On 2008-02-24 13:10:58 (+0100), Jan Engelhardt <[email protected]> wrote:
> Hi,
>
>
> when doing IPv6 (ping6, ssh otherhost, etc.), lockdep spews a warning in
> 2.6.25-rc2 on the target. CONFIG_..._FRAME_POINTER is off,
I think that's the same bug I ran into. It was introduced in
69cc64d8d9 and reversed in 9ff56607468. I think Linus' tree has the
reversal by now.

Kristof

-----BEGIN PGP SIGNATURE-----
Version: GnuPG v1.4.6 (GNU/Linux)

iD8DBQFHwW1CUEZ9DhGwDugRAkVJAKCFxUjwfQNTtAX0Z5OquJRyNimmCgCbBgio
0voGZL/B6iaz5kSLgTbV2EY=
=CPho
-----END PGP SIGNATURE-----

2008-02-25 01:16:00

by David Miller

[permalink] [raw]
Subject: Re: lockdep warnings in ipv6

From: Jan Engelhardt <[email protected]>
Date: Sun, 24 Feb 2008 13:10:58 +0100 (CET)

> when doing IPv6 (ping6, ssh otherhost, etc.), lockdep spews a warning in
> 2.6.25-rc2 on the target. CONFIG_..._FRAME_POINTER is off,

We reverted the change which causes this, and it results
in real bonafide lockups too :-)

commit 9ff566074689e3aed1488780b97714ec43ba361d
Author: David S. Miller <[email protected]>
Date: Sun Feb 17 18:39:54 2008 -0800

Revert "[NDISC]: Fix race in generic address resolution"

This reverts commit 69cc64d8d92bf852f933e90c888dfff083bd4fc9.

It causes recursive locking in IPV6 because unlike other
neighbour layer clients, it even needs neighbour cache
entries to send neighbour soliciation messages :-(

We'll have to find another way to fix this race.

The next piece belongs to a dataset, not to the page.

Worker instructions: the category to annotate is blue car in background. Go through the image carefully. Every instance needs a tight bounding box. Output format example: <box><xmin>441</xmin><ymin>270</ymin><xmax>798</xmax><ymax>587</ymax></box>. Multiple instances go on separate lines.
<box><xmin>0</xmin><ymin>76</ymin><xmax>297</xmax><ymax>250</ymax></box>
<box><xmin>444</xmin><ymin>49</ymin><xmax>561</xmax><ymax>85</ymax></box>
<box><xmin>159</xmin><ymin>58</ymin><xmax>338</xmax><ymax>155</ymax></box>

Signed-off-by: David S. Miller <[email protected]>

diff --git a/net/core/neighbour.c b/net/core/neighbour.c
index 7bb6a9a..a16cf1e 100644
--- a/net/core/neighbour.c
+++ b/net/core/neighbour.c
@@ -834,12 +834,18 @@ static void neigh_timer_handler(unsigned long arg)
}
if (neigh->nud_state & (NUD_INCOMPLETE | NUD_PROBE)) {
struct sk_buff *skb = skb_peek(&neigh->arp_queue);
-
+ /* keep skb alive even if arp_queue overflows */
+ if (skb)
+ skb_get(skb);
+ write_unlock(&neigh->lock);
neigh->ops->solicit(neigh, skb);
atomic_inc(&neigh->probes);
- }
+ if (skb)
+ kfree_skb(skb);
+ } else {
out:
- write_unlock(&neigh->lock);
+ write_unlock(&neigh->lock);
+ }

if (notify)
neigh_update_notify(neigh);
diff --git a/net/ipv4/arp.c b/net/ipv4/arp.c
index c663fa5..8e17f65 100644
--- a/net/ipv4/arp.c
+++ b/net/ipv4/arp.c
@@ -368,6 +368,7 @@ static void arp_solicit(struct neighbour *neigh, struct sk_buff *skb)
if (!(neigh->nud_state&NUD_VALID))
printk(KERN_DEBUG "trying to ucast probe in NUD_INVALID\n");
dst_ha = neigh->ha;
+ read_lock_bh(&neigh->lock);
} else if ((probes -= neigh->parms->app_probes) < 0) {
#ifdef CONFIG_ARPD
neigh_app_ns(neigh);
@@ -377,6 +378,8 @@ static void arp_solicit(struct neighbour *neigh, struct sk_buff *skb)

arp_send(ARPOP_REQUEST, ETH_P_ARP, target, dev, saddr,
dst_ha, dev->dev_addr, NULL);
+ if (dst_ha)
+ read_unlock_bh(&neigh->lock);
}

static int arp_ignore(struct in_device *in_dev, __be32 sip, __be32 tip)